Mysteries of Kinect for Windows Face Tracking output explained

Since the release of Kinect for Windows version 1.5, developers have been able to use the Face Tracking software development kit (SDK) to create applications that can track human faces in real time. Figure 1, an illustration from the Face Tracking documentation, displays 87 of the points used to track the face. Thirteen points are not illustrated here—more on those points later.

Figure 1: Tracked Points
Figure 1: Tracked points

You have questions...

Based on feedback we received via comments and forum posts, it is clear there is some confusion regarding the face tracking points and the data values found when using the SDK sample code. The managed sample, FaceTrackingBasics-WPF, demonstrates how to visualize mesh data by displaying a 3D model representation on top of the color camera image.

MeshModel - Copy
Figure 2: Screenshot from FaceTrackingBasics-WPF

By exploring this sample source code, you will find a set of helper functions under the Microsoft.Kinect.Toolkit.FaceTracking project, in particular GetProjected3DShape(). What many have found was the function returned a collection where the length of the array was 121 values. Additionally, some have also found an enum list, called “FeaturePoint”, that includes 70 items.

We have answers...

As you can see, we have two main sets of numbers that don't seem to add up. This is because these are two sets of values that are provided by the SDK:

  1. 3D Shape Points (mesh representation of the face): 121
  2. Tracked Points: 87 + 13

The 3D Shape Points (121 of them) are the mesh vertices that make a 3D face model based on the Candide-3 wireframe.

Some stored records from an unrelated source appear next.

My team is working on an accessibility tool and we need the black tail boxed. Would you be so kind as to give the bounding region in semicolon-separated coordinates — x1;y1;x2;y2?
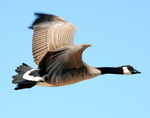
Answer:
12;63;37;90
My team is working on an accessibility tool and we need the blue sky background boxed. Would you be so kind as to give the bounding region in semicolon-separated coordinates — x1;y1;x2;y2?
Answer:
0;0;150;118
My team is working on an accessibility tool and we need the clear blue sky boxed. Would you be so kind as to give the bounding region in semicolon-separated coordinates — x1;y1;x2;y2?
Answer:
0;0;150;118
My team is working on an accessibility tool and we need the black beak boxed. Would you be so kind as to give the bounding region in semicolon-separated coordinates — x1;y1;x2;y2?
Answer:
133;70;141;74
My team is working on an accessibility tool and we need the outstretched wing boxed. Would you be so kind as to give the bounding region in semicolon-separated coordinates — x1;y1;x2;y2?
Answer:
30;13;76;65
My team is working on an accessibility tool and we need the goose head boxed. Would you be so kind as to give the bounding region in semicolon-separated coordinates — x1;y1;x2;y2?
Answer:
122;65;141;75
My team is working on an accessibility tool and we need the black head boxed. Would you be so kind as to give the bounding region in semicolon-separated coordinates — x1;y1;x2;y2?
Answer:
122;65;141;75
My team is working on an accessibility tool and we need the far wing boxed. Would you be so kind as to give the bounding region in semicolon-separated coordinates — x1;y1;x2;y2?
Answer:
30;14;76;65
44;44;90;85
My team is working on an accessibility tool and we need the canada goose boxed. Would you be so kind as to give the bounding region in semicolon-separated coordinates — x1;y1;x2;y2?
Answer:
12;13;140;90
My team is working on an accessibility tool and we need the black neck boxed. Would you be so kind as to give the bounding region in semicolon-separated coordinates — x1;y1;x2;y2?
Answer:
97;67;123;74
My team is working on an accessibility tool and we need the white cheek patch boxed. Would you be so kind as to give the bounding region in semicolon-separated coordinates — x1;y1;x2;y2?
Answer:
123;67;132;75
23;69;42;81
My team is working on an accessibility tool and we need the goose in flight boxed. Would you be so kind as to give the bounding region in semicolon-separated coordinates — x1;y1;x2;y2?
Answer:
12;13;140;90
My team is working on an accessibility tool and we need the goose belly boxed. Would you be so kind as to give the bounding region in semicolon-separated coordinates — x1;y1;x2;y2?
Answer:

Figure 3: image from https://www.icg.isy.liu.se/candide/img/candide3_rot128.gif
Figure 3: Wireframe of the Candide-3 model https://www.icg.isy.liu.se/candide/img/candide3_rot128.gif

These vertices are morphed by the FaceTracking APIs to align with the face. The GetProjected3DShape method returns the vertices as an array of  Vector3DF[]. These values can be enumerated by name using the "FeaturePoint" list. For example, TopSkull, LeftCornerMouth, or OuterTopRightPupil. Figure 4 shows these values superimposed on top of the color frame. 

FeaturePoints
Figure 4: Feature Point index mapped on mesh model

To get the 100 tracked points mentioned above, we need to dive more deeply into the APIs. The managed APIs, provide an FtInterop.cs file that defines an interface, IFTResult, which contains a Get2DShapePoints function. FtInterop is a wrapper for the native library that exposes its functionality to managed languages. Users of the unmanaged C++ API may have already seen this and figured it out. Get2DShapePoints is the function that will provide the 100 tracked points.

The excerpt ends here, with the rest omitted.